ECLI:NL:RBDHA:2022:6340
Rechtbank Den Haag
- Eerste aanleg - enkelvoudig
- Rechtspraak.nl
Afwijzing verzoek om voorlopige voorziening in vreemdelingenzaak met betrekking tot verblijfsdocument op grond van het Terugtrekkingsakkoord
In deze zaak heeft de voorzieningenrechter van de Rechtbank Den Haag op 27 juni 2022 uitspraak gedaan in een verzoek om een voorlopige voorziening.
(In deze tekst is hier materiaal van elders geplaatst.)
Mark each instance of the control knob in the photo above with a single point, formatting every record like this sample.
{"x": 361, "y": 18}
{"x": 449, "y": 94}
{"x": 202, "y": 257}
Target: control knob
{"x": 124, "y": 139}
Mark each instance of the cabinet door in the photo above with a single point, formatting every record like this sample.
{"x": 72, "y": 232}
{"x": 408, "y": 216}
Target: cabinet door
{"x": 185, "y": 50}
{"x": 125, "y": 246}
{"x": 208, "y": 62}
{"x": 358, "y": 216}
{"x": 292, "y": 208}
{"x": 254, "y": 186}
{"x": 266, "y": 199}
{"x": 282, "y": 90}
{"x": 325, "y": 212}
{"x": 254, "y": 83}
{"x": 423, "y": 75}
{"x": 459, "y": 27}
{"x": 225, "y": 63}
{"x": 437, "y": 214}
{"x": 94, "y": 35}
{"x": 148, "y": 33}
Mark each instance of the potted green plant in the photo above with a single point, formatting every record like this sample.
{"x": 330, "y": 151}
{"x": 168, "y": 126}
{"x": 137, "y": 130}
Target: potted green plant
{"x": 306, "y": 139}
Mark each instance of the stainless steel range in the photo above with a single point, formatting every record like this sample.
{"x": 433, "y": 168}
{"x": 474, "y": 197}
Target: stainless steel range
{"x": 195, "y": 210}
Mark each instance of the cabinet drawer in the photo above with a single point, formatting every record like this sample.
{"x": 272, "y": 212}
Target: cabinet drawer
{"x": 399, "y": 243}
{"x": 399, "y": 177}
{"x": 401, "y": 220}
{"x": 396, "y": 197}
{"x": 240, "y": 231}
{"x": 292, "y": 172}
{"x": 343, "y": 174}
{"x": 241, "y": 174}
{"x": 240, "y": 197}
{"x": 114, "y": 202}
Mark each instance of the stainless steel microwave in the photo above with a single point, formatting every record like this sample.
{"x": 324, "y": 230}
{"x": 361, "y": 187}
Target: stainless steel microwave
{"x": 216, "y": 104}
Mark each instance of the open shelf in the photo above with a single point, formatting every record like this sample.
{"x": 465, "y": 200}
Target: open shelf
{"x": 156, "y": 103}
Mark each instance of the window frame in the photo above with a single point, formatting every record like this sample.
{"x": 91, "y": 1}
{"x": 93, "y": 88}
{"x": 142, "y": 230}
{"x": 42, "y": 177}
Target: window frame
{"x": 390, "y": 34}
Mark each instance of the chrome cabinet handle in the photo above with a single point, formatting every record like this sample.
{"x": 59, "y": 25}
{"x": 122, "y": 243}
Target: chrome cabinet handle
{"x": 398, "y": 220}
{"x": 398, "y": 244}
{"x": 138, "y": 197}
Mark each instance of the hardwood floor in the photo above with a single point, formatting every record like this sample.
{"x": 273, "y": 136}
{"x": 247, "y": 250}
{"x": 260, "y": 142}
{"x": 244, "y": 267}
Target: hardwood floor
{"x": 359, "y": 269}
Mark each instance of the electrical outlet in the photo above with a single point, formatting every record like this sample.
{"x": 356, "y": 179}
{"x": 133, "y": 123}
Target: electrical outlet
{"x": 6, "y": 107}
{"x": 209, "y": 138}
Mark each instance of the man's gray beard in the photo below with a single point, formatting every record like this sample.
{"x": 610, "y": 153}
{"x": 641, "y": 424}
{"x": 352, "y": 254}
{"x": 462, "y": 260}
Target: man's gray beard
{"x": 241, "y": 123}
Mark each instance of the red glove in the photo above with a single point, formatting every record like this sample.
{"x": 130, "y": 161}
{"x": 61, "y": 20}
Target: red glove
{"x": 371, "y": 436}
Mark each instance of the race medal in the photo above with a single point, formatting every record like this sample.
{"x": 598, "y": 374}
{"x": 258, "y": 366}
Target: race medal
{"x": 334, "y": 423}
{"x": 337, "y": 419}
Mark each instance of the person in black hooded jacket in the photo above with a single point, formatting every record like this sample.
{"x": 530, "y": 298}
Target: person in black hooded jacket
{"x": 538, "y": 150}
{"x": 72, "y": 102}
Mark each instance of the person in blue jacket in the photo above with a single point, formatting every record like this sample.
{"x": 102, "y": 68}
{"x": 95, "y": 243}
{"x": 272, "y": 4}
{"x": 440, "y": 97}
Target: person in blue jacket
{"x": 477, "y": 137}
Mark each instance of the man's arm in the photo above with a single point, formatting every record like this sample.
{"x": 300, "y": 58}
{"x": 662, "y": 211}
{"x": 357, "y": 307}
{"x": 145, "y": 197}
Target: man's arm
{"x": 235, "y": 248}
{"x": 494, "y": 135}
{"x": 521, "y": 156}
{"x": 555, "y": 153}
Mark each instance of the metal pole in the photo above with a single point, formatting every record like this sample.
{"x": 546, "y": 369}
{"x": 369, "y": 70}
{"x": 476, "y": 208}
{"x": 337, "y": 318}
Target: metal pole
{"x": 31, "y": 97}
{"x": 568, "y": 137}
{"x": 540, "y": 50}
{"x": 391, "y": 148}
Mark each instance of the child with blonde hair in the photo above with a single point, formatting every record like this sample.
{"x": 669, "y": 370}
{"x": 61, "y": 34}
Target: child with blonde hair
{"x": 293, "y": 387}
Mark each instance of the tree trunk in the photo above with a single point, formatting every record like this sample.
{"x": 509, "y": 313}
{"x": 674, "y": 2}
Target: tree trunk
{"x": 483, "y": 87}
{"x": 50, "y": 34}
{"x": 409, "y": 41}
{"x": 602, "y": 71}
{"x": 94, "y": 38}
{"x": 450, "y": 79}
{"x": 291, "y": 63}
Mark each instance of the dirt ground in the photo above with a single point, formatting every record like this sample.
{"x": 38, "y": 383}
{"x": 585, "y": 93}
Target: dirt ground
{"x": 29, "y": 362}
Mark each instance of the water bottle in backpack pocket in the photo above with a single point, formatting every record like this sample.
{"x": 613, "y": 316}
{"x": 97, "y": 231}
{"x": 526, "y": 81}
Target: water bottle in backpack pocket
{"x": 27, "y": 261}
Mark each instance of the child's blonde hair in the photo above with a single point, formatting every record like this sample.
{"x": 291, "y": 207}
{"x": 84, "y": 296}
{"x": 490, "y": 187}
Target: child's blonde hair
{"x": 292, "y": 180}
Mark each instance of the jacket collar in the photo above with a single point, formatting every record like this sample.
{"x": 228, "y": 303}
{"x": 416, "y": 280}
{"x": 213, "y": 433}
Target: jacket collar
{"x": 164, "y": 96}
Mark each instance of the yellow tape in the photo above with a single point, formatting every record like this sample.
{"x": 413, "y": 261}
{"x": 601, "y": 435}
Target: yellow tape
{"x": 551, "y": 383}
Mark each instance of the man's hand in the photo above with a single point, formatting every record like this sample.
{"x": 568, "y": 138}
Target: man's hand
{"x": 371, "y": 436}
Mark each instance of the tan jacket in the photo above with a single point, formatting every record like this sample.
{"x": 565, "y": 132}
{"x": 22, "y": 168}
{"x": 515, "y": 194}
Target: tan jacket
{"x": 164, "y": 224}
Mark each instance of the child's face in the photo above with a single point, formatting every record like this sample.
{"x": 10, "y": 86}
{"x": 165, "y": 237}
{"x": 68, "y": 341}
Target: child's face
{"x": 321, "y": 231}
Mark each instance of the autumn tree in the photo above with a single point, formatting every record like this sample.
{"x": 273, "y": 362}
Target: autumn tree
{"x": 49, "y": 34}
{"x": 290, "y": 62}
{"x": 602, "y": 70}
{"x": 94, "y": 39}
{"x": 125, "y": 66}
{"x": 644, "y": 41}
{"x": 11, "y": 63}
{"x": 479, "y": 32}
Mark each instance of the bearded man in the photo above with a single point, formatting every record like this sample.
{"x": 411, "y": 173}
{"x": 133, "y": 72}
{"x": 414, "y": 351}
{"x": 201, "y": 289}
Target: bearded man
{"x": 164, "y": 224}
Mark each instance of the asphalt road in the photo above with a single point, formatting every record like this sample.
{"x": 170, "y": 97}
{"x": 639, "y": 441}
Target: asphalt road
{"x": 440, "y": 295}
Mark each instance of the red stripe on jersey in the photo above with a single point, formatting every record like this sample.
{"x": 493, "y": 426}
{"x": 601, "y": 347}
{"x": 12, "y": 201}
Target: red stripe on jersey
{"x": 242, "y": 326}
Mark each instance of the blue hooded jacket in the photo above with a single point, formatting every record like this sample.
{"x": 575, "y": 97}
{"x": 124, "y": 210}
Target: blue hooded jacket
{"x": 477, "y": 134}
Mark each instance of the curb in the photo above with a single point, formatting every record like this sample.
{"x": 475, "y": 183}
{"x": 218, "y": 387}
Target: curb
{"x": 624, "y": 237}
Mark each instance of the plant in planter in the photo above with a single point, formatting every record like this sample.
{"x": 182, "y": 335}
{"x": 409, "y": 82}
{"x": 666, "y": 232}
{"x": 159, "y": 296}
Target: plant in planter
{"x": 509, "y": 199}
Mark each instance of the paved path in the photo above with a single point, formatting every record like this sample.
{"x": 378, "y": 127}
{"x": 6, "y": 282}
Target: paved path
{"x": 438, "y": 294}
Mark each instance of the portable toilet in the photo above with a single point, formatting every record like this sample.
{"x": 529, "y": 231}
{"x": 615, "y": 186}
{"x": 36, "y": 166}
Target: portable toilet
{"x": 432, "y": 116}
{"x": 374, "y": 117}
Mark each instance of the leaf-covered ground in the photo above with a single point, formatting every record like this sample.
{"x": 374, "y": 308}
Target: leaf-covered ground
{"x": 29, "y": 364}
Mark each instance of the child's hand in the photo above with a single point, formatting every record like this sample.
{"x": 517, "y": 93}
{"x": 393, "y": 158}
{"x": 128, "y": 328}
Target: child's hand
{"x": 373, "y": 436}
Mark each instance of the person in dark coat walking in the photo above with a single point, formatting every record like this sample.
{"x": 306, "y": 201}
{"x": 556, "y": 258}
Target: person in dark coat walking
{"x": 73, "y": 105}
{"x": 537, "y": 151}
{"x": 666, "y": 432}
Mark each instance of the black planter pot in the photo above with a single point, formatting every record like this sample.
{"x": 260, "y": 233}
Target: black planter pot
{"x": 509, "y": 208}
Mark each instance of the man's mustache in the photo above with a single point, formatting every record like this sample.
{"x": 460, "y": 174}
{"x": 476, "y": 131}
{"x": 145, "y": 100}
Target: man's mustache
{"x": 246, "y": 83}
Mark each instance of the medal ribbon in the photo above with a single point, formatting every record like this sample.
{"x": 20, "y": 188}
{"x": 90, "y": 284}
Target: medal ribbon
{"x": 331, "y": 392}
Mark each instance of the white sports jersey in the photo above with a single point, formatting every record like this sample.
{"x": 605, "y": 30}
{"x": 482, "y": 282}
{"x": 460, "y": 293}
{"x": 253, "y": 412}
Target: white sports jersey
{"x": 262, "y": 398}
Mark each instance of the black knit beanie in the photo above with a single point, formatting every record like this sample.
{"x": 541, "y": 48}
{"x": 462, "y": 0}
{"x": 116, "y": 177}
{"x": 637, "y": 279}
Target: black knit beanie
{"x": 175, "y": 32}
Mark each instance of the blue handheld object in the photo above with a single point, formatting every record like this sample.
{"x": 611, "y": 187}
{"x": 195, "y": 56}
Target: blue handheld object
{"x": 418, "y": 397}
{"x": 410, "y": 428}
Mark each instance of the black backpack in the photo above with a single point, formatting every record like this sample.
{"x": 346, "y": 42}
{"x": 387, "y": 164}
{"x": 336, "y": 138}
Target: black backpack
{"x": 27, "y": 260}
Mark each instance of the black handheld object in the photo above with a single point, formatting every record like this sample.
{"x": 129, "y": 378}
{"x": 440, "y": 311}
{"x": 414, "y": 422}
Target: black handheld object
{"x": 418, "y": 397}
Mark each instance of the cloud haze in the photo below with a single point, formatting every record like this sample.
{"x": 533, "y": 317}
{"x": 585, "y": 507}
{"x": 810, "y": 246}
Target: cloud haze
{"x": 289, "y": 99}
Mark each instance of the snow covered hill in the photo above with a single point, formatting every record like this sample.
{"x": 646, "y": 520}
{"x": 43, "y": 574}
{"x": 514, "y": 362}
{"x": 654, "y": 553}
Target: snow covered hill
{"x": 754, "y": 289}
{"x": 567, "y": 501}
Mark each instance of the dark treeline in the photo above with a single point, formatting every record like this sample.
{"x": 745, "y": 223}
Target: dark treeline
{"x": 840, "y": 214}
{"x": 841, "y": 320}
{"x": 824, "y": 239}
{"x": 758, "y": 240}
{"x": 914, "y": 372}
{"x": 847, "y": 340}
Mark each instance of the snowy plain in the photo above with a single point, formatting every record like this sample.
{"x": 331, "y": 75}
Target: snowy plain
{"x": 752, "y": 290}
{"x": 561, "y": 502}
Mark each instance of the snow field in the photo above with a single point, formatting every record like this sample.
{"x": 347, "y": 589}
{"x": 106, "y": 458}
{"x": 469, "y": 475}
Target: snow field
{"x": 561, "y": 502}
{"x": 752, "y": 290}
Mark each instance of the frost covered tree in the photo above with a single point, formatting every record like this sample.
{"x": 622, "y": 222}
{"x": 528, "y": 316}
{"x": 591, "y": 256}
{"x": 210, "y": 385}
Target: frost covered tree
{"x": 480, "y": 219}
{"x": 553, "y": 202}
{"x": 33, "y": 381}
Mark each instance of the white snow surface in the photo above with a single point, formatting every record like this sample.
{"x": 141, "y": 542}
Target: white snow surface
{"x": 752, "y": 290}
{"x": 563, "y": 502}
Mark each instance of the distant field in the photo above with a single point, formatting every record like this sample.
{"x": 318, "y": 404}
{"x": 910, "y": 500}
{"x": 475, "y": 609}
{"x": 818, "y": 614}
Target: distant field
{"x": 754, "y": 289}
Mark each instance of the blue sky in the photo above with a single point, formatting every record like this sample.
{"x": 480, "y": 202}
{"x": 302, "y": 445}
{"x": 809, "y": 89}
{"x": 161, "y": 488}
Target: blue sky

De verzoeker, een Britse burger, had een aanvraag ingediend voor de verlening van een verblijfsdocument voor bepaalde tijd op basis van artikel 18 en 19 van het Terugtrekkingsakkoord. Deze aanvraag werd door de staatssecretaris van Justitie en Veiligheid afgewezen in een besluit van 25 november 2021. Het daartegen ingediende bezwaar werd ongegrond verklaard in een besluit van 2 februari 2022, waartegen de verzoeker beroep instelde.
De voorzieningenrechter heeft het verzoek om een voorlopige voorziening beoordeeld op basis van de artikelen 8:81 en 8:83 van de Algemene wet bestuursrecht (Awb). De rechter oordeelde dat er geen aanleiding was om de gevraagde voorziening te treffen, aangezien er op dezelfde dag uitspraak was gedaan op het beroep dat aan het verzoek om voorlopige voorziening ten grondslag lag. Het verzoek werd als kennelijk ongegrond afgewezen. Tevens werd er geen proceskostenveroordeling opgelegd, omdat hiervoor geen aanleiding bestond.
De uitspraak is gedaan door mr. K.M. de Jager, in aanwezigheid van mr. J. de Winter als griffier, en is openbaar gemaakt via een geanonimiseerde publicatie op de website van de rechtspraak. Tegen deze uitspraak staat geen hoger beroep of verzet open.